Budget panel heads question improvement at Md. race courses

Owners fear cut in purses

February 19, 2000|By William F. Zorzi Jr. | William F. Zorzi Jr.,SUN STAFF

The General Assembly's budget chairmen have blocked the release of nearly $5 million in state aid to the racing industry in an apparent effort to bring pressure on Maryland track owners to fix their facilities.

Sen. Barbara A. Hoffman and Del. Howard P. Rawlings, both Baltimore Democrats, wrote the state budget secretary this week asking him not to release the money, which was approved last year with the condition that track owners make improvements.

The budget committees "have concerns that the horse racing industry has not made satisfactory efforts to improve facilities, management and promotional activities," the letter to Budget Secretary Frederick W. Puddester states.

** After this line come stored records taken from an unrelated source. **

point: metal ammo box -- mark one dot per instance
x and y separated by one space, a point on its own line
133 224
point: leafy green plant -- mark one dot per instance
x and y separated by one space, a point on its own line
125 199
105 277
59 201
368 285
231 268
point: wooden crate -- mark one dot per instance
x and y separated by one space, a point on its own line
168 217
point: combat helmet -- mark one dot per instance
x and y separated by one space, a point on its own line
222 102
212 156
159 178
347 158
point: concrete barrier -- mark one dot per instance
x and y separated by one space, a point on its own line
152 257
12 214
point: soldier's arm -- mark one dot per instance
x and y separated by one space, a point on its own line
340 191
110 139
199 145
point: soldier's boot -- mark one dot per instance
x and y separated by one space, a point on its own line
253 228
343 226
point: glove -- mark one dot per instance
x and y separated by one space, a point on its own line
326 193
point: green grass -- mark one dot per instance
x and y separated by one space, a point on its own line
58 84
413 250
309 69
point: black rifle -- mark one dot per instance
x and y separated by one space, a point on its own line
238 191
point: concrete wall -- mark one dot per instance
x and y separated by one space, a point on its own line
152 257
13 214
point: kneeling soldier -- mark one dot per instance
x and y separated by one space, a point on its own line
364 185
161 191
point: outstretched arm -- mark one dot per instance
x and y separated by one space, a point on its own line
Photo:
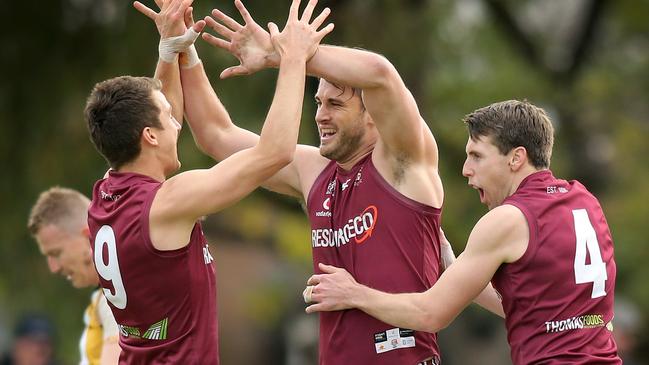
187 196
405 139
216 134
177 34
499 237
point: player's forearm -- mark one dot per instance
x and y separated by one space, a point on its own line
279 134
351 67
168 73
407 310
489 300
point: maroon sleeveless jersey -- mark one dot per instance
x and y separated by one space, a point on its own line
163 301
386 241
558 297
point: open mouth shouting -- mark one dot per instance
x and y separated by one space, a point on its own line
326 134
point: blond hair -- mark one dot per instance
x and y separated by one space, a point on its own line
63 207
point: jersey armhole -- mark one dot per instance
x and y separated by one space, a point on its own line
146 230
316 182
532 227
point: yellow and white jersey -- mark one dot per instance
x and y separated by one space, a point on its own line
100 326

In an interview yesterday, Rawlings said the two panels have not been given any information to show that the track owners have made progress. "The criterion was that there ought to be substantial progress made before we release this money," he said.

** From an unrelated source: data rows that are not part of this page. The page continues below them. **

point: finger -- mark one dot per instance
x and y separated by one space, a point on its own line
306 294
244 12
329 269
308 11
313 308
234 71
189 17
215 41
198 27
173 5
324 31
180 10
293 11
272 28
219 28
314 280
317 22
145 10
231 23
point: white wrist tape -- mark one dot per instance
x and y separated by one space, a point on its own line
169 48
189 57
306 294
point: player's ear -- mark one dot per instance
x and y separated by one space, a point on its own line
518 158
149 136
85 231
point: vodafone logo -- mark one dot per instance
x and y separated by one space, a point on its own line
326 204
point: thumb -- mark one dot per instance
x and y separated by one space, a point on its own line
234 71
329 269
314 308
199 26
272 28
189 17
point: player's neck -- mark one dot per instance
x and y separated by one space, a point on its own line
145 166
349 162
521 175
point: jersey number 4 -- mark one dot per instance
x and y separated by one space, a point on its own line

Rawlings is chairman of the House Appropriations Committee, while Hoffman heads the Senate Budget and Taxation Committee. She did not return phone calls yesterday.

Their action appeared to be aimed at the track owners -- particularly Joseph A. De Francis, who holds the controlling interest in Pimlico Race Course and Laurel Park -- though the horse owners would appear to be most immediately affected.

"If this action is not reconsidered and rescinded, the purses on a daily basis would have to be reduced $35,000 a day," said Wayne W. Wright, executive secretary of the Maryland Thoroughbred Horsemen's Association.

The money is the second installment of nearly $10 million approved by the legislature last year to help increase purses at Maryland tracks. Release of the money was contingent on Gov. Parris N. Glendening's approval of the tracks' plans for improvements.

Puddester said yesterday he did not know what Rawlings' and Hoffman's objections were.

"The track submitted the plan, the governor reviewed it with the racing commission, and the plan was approved," Puddester said. "Obviously, we want to work with the legislature to understand what their concerns are."

Representatives of the racetracks did not return phone calls seeking comment.

The letter comes as lawmakers are considering legislation at the request of the track owners that would use state tax and lottery money to help finance improvements at Pimlico, Laurel Park, Rosecroft Raceway and at off-track betting parlors.

The bill would set up a complicated arrangement in which a quasi-public agency would sell millions of dollars in bonds to pay for the improvements.

While much of the money to pay off the bonds would come from bettors, some would be taken from an account funded by the state's racing tax. Other state tax and lottery revenues would be used to replenish that account.